Examination of Witnesses (Questions 380 - 399)



  Q380  Lynda Waltho: I did not know what you were saying to us, but I have now had a chance to read it. It answers some of the questions that I was forming.

  Interestingly, you refer to some unexpected patterns in the results. Indeed, Sue Hackman said the same in her letter to schools in January. You go on to say what might have caused those unusual patterns, but you do not say what the patterns are. I wonder whether you would expand on that? You touched on the subject slightly with Fiona, and I wonder whether you would expand a little on what those patterns might have been.
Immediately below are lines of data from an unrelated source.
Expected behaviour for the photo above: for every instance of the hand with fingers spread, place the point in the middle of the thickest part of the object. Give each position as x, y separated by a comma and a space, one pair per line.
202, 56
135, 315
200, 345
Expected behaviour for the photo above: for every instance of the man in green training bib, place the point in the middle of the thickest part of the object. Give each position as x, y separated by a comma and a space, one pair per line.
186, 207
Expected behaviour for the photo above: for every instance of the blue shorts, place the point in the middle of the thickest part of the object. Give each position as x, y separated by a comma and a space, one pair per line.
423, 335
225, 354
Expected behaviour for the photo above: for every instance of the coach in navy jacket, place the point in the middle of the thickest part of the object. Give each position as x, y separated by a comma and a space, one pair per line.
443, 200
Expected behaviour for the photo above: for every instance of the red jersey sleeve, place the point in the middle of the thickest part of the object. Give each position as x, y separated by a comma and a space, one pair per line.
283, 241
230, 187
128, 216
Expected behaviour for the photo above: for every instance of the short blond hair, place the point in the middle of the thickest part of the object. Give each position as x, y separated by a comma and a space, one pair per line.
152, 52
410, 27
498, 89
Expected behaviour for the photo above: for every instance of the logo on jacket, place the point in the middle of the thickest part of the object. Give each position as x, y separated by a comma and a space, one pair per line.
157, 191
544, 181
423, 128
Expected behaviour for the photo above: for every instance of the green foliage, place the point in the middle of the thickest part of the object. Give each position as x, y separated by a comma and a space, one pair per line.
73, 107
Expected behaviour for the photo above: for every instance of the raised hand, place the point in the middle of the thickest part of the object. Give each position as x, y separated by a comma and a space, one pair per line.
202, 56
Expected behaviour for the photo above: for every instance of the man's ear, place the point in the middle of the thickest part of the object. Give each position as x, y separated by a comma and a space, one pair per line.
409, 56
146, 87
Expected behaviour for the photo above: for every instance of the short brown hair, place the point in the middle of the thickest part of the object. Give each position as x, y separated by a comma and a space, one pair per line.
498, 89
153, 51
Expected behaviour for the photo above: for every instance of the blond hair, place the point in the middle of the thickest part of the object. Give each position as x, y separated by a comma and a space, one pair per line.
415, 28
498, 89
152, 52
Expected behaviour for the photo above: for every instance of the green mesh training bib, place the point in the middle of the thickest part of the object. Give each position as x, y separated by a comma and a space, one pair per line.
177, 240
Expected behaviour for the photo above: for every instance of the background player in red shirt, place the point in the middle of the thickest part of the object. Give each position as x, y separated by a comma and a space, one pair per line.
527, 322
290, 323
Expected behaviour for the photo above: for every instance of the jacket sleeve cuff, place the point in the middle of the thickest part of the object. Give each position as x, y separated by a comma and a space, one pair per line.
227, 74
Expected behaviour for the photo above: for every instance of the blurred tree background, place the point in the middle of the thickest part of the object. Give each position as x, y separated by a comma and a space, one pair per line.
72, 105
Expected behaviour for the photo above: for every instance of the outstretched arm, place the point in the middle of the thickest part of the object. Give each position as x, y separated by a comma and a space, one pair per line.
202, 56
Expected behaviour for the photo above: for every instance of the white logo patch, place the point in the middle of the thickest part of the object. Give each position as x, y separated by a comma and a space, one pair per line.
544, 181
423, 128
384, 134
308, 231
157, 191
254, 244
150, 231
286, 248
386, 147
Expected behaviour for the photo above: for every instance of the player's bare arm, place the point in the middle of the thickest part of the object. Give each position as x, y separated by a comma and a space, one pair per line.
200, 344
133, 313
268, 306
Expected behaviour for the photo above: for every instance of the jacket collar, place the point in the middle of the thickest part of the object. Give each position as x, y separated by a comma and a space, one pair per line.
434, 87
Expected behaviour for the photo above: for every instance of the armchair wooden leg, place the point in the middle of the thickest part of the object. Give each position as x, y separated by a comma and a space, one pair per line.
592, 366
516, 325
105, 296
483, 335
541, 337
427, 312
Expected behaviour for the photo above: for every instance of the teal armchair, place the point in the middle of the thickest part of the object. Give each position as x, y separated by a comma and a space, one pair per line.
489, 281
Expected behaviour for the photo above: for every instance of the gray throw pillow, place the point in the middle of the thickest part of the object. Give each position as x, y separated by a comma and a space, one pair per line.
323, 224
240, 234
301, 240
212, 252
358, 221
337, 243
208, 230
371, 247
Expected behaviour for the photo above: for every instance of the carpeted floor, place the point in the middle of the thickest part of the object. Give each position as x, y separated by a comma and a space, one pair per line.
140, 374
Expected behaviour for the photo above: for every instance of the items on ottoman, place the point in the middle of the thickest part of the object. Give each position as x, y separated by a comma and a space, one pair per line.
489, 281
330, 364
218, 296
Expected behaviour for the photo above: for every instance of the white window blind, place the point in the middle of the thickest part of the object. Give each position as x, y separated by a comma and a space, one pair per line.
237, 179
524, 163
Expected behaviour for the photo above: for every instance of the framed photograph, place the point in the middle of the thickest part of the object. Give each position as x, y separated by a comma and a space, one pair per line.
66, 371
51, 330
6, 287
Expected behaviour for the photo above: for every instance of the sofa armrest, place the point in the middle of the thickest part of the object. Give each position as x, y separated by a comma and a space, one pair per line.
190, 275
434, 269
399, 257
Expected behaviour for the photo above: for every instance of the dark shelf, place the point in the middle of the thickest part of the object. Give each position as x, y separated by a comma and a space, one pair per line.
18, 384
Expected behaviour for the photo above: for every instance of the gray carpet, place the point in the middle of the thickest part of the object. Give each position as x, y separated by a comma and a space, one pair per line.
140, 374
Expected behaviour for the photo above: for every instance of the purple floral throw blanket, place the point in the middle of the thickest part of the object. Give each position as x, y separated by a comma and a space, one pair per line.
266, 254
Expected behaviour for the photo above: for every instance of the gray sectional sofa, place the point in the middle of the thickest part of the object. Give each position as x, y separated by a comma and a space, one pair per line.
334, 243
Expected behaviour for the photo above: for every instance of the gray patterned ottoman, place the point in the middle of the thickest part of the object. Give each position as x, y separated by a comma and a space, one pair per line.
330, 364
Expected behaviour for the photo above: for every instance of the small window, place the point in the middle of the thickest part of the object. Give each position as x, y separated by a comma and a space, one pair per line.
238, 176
  Jim Knight: As I said at the outset, we will publish a proper evaluation of the December and June tests in the autumn as it can be analysed more fully than in the early stages of a pilot. We should bear in mind that it took four years for the SATs to be piloted. All of these new tests take some time, and you will inevitably have some teething troubles. We do not publish as each of the test results come out. We do not publish them in a drip-drip fashion; we tend to do an annual publication of test results. I do not think that we should do anything particularly different for this, because it might skew things and put undue pressure on those schools that are in the pilot scheme. As I said in the letter, the most significant unusual outcome was variations between Key Stage 2 and Key Stage 3 pupils taking the same test. So, let us say that they were taking a Level 4 writing test. The Key Stage 2 students were doing significantly better when they were taking exactly the same test as the Key Stage 3 students. Now, that was a bit odd. We will have to wait and see why that was the case. It might just be that the sorts of scenarios that they would have been writing about in that test were more engaging for younger children than for older children; I do not know. Maybe there are issues of motivation in Key Stage 3 that are different from Key Stage 2 around taking the test. There were some other patterns around the higher levels and the lower levels, and the expectations were different between the two. However, when we had a first look at the overall patterns that were emerging, we just thought that there were enough oddities that, although they are not out of keeping at all with early pilots, we should ask the National Assessment Agency to run some checks and make sure that the marking was right before we gave the results to the pupils and the schools, which we have now done.

  Q381  Lynda Waltho: There is a perception that part of the problem might have been a higher rate of failure, if you like.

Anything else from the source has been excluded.